2. Mencegah Masalah yang Lebih Serius
Salah satu risiko kelainan refraksi yang nggak tertangani adalah amblyopia alias mata malas. Kondisi ini bikin penglihatan di salah satu mata nggak berkembang dengan baik, dan kalau terlambat diatasi, efeknya bisa permanen. Deteksi dini bisa mencegah masalah ini atau minimal menguranginya.
3. Mendukung Prestasi Belajar dan Interaksi Sosial
Bayangin kalau anak nggak bisa lihat papan tulis dengan jelas atau susah membaca buku. Pasti belajar jadi kurang maksimal. Begitu juga saat bermain, anak bisa merasa minder atau nggak percaya diri. Dengan penglihatan yang optimal, anak bisa lebih aktif di sekolah dan lingkungan sosialnya.

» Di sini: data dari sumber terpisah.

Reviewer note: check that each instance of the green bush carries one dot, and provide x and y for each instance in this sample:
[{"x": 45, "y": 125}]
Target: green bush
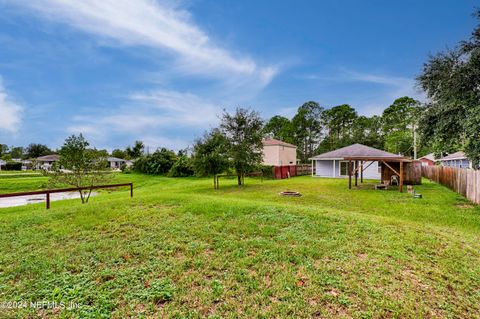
[
  {"x": 267, "y": 170},
  {"x": 159, "y": 162},
  {"x": 181, "y": 168}
]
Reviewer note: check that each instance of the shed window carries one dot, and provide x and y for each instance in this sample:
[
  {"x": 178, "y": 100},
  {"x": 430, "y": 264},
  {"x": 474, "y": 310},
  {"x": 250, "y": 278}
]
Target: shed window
[{"x": 344, "y": 168}]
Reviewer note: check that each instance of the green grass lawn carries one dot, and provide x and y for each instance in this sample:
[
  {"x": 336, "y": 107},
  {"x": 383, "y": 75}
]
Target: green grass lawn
[{"x": 180, "y": 249}]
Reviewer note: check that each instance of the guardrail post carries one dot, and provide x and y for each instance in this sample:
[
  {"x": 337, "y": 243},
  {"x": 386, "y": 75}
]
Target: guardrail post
[{"x": 48, "y": 200}]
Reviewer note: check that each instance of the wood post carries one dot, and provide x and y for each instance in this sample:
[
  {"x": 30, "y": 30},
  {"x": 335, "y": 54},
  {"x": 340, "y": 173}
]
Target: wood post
[
  {"x": 401, "y": 177},
  {"x": 356, "y": 173},
  {"x": 349, "y": 174},
  {"x": 361, "y": 172}
]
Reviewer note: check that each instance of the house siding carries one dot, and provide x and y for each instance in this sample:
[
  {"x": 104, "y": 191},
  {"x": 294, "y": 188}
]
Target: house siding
[
  {"x": 326, "y": 168},
  {"x": 279, "y": 155}
]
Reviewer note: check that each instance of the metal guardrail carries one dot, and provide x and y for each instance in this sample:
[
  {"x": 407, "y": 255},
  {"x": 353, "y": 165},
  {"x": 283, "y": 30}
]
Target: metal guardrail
[{"x": 47, "y": 192}]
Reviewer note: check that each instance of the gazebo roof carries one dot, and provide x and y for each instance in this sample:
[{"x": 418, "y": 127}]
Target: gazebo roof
[{"x": 357, "y": 151}]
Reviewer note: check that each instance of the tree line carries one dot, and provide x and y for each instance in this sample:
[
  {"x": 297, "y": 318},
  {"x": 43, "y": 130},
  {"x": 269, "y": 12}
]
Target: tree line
[{"x": 315, "y": 129}]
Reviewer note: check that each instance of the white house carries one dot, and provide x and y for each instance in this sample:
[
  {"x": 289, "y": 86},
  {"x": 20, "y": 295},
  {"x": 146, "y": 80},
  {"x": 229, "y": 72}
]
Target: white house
[
  {"x": 333, "y": 164},
  {"x": 116, "y": 163},
  {"x": 46, "y": 162}
]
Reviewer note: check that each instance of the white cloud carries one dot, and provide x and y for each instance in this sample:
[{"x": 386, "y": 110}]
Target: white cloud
[
  {"x": 373, "y": 101},
  {"x": 149, "y": 113},
  {"x": 10, "y": 112},
  {"x": 156, "y": 25}
]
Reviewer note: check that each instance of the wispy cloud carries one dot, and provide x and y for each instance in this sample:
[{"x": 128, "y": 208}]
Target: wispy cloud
[
  {"x": 146, "y": 114},
  {"x": 153, "y": 24},
  {"x": 371, "y": 102},
  {"x": 10, "y": 112}
]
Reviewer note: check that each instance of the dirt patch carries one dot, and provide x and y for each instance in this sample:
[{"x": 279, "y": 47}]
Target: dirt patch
[{"x": 465, "y": 206}]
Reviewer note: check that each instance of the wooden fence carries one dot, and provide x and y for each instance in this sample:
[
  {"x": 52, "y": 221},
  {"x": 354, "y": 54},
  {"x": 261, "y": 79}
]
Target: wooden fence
[
  {"x": 463, "y": 181},
  {"x": 47, "y": 192}
]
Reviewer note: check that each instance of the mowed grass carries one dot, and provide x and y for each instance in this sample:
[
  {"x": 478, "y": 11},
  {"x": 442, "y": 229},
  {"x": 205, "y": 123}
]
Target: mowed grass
[{"x": 180, "y": 249}]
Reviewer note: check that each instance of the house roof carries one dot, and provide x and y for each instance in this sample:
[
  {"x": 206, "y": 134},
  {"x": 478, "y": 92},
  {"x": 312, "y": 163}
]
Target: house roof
[
  {"x": 272, "y": 141},
  {"x": 115, "y": 159},
  {"x": 456, "y": 155},
  {"x": 430, "y": 157},
  {"x": 355, "y": 150},
  {"x": 48, "y": 158}
]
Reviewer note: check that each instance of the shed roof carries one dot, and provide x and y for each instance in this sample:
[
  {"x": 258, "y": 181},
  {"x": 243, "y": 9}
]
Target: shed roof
[
  {"x": 272, "y": 141},
  {"x": 48, "y": 158},
  {"x": 430, "y": 157},
  {"x": 115, "y": 159},
  {"x": 453, "y": 156},
  {"x": 356, "y": 151}
]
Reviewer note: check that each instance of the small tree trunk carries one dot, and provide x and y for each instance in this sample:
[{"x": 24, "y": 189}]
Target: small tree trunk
[
  {"x": 89, "y": 193},
  {"x": 81, "y": 196}
]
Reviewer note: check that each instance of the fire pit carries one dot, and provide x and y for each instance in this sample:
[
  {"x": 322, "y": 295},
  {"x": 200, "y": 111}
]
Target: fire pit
[{"x": 290, "y": 194}]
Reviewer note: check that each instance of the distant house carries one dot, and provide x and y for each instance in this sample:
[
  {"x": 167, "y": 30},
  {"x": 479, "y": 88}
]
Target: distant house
[
  {"x": 279, "y": 153},
  {"x": 116, "y": 163},
  {"x": 457, "y": 159},
  {"x": 428, "y": 160},
  {"x": 333, "y": 164},
  {"x": 46, "y": 162}
]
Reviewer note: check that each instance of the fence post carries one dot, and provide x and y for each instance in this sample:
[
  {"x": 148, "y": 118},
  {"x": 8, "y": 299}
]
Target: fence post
[{"x": 48, "y": 200}]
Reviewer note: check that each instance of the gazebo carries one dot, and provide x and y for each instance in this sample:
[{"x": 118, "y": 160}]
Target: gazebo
[
  {"x": 387, "y": 162},
  {"x": 358, "y": 161}
]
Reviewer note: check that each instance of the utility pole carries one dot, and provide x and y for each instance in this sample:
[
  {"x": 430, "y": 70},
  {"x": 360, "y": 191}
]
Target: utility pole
[{"x": 414, "y": 142}]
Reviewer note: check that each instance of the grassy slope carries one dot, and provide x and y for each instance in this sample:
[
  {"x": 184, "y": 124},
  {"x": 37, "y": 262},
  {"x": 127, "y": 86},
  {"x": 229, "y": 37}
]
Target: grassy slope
[{"x": 180, "y": 249}]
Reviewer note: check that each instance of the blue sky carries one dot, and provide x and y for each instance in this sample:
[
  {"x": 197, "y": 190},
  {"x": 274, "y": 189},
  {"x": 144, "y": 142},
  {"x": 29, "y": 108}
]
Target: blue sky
[{"x": 161, "y": 71}]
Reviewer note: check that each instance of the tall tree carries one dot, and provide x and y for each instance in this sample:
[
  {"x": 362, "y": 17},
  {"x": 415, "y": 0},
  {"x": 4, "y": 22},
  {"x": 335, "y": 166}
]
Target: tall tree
[
  {"x": 36, "y": 150},
  {"x": 451, "y": 80},
  {"x": 79, "y": 166},
  {"x": 118, "y": 153},
  {"x": 281, "y": 128},
  {"x": 3, "y": 149},
  {"x": 339, "y": 123},
  {"x": 136, "y": 151},
  {"x": 16, "y": 152},
  {"x": 399, "y": 121},
  {"x": 307, "y": 128},
  {"x": 210, "y": 155},
  {"x": 244, "y": 131},
  {"x": 368, "y": 131}
]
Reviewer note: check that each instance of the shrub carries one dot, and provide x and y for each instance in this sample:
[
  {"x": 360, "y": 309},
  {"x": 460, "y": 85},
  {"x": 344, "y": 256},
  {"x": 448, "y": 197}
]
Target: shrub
[
  {"x": 13, "y": 166},
  {"x": 267, "y": 170},
  {"x": 181, "y": 168}
]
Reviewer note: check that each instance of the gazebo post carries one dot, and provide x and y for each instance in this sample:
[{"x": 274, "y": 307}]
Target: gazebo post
[
  {"x": 356, "y": 173},
  {"x": 401, "y": 177},
  {"x": 361, "y": 171},
  {"x": 350, "y": 174}
]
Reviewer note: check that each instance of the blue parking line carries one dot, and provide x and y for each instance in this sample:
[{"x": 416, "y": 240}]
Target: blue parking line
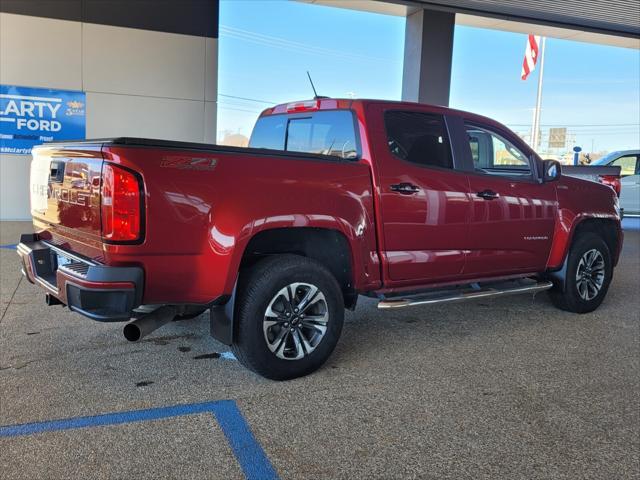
[
  {"x": 248, "y": 452},
  {"x": 631, "y": 223}
]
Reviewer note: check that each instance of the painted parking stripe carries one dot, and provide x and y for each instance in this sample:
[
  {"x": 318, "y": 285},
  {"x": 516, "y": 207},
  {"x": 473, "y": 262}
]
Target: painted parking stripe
[{"x": 248, "y": 452}]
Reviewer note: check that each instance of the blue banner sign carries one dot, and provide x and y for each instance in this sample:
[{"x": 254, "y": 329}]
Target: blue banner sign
[{"x": 31, "y": 116}]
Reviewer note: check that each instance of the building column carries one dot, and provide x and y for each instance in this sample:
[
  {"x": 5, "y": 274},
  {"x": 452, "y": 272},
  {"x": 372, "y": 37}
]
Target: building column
[{"x": 428, "y": 50}]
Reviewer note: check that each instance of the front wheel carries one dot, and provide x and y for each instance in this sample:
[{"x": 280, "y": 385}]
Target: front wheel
[
  {"x": 289, "y": 317},
  {"x": 589, "y": 272}
]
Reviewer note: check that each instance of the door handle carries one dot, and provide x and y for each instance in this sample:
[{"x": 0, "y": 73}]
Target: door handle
[
  {"x": 488, "y": 195},
  {"x": 405, "y": 188}
]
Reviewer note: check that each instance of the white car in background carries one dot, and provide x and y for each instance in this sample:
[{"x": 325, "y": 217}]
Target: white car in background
[{"x": 629, "y": 163}]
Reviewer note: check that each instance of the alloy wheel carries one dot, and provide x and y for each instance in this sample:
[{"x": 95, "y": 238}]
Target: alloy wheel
[{"x": 295, "y": 321}]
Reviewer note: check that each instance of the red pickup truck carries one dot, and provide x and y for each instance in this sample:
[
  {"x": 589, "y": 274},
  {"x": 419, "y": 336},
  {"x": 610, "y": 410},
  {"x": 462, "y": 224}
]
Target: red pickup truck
[{"x": 411, "y": 204}]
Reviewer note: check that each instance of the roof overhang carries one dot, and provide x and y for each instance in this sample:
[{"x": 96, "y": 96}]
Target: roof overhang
[{"x": 594, "y": 21}]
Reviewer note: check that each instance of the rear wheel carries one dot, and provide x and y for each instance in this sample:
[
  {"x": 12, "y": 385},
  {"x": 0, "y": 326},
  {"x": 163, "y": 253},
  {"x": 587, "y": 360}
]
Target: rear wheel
[
  {"x": 589, "y": 272},
  {"x": 289, "y": 317}
]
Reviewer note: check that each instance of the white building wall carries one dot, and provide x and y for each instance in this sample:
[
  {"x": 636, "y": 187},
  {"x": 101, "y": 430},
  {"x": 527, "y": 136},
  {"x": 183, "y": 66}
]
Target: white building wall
[{"x": 138, "y": 83}]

Tanda-Tanda Awal yang Perlu Diwaspadai
Anak kecil belum tentu bisa bilang, “Bunda, penglihatan aku buram.” Jadi, kamu perlu peka sama tanda-tanda berikut:
1. Sering Menggosok Mata
Kalau si kecil sering mengucek mata padahal nggak ngantuk, bisa jadi ada ketidaknyamanan atau pandangan kabur.
2. Menyipitkan Mata
Anak sering memicingkan mata saat lihat objek jauh atau dekat? Ini bisa jadi cara mereka untuk “memaksa” mata fokus.

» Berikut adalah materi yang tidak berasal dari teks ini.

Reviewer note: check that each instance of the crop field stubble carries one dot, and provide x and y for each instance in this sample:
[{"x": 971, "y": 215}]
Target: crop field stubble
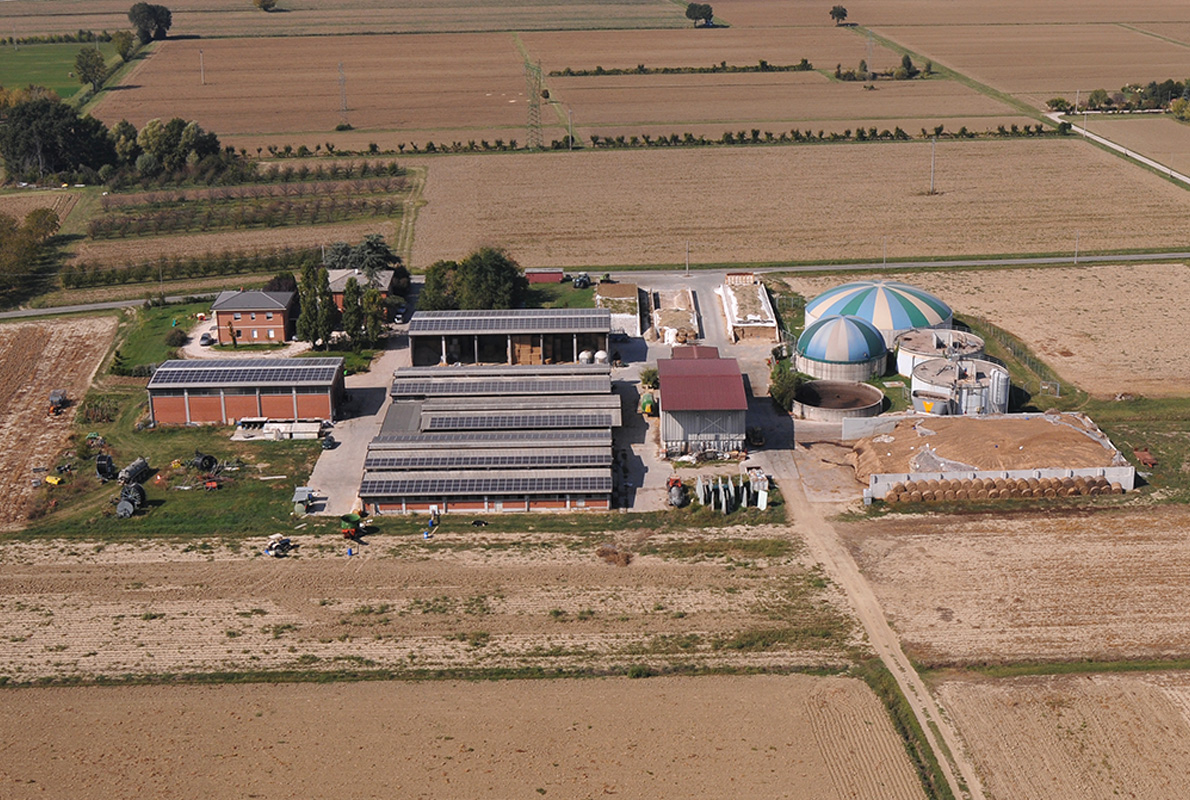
[
  {"x": 1108, "y": 585},
  {"x": 1076, "y": 736},
  {"x": 791, "y": 736},
  {"x": 1081, "y": 320},
  {"x": 232, "y": 18},
  {"x": 35, "y": 360},
  {"x": 761, "y": 204}
]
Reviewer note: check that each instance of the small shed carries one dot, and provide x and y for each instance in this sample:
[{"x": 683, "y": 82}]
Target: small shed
[{"x": 703, "y": 406}]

3. Memiringkan Kepala atau Menutup Satu Mata
Perilaku ini kadang muncul kalau salah satu mata punya penglihatan yang lebih buruk dari yang lain.
4. Kesulitan Fokus pada Objek Dekat atau Jauh
Misalnya, saat menggambar atau membaca, anak terlihat kesulitan mengikuti detail gambar atau tulisan.
5. Kurang Tertarik pada Aktivitas Visual
Anak yang menghindari aktivitas seperti membaca buku atau melihat gambar mungkin bukan malas, tapi karena nggak nyaman melihat.

Kapan Harus Memeriksakan Mata Anak?
Idealnya, pemeriksaan mata pertama dilakukan sebelum anak masuk sekolah, yaitu sekitar usia 3–4 tahun. Kalau ada riwayat keluarga dengan masalah penglihatan (misalnya orang tua atau kakak punya miopia), periksanya bisa lebih cepat.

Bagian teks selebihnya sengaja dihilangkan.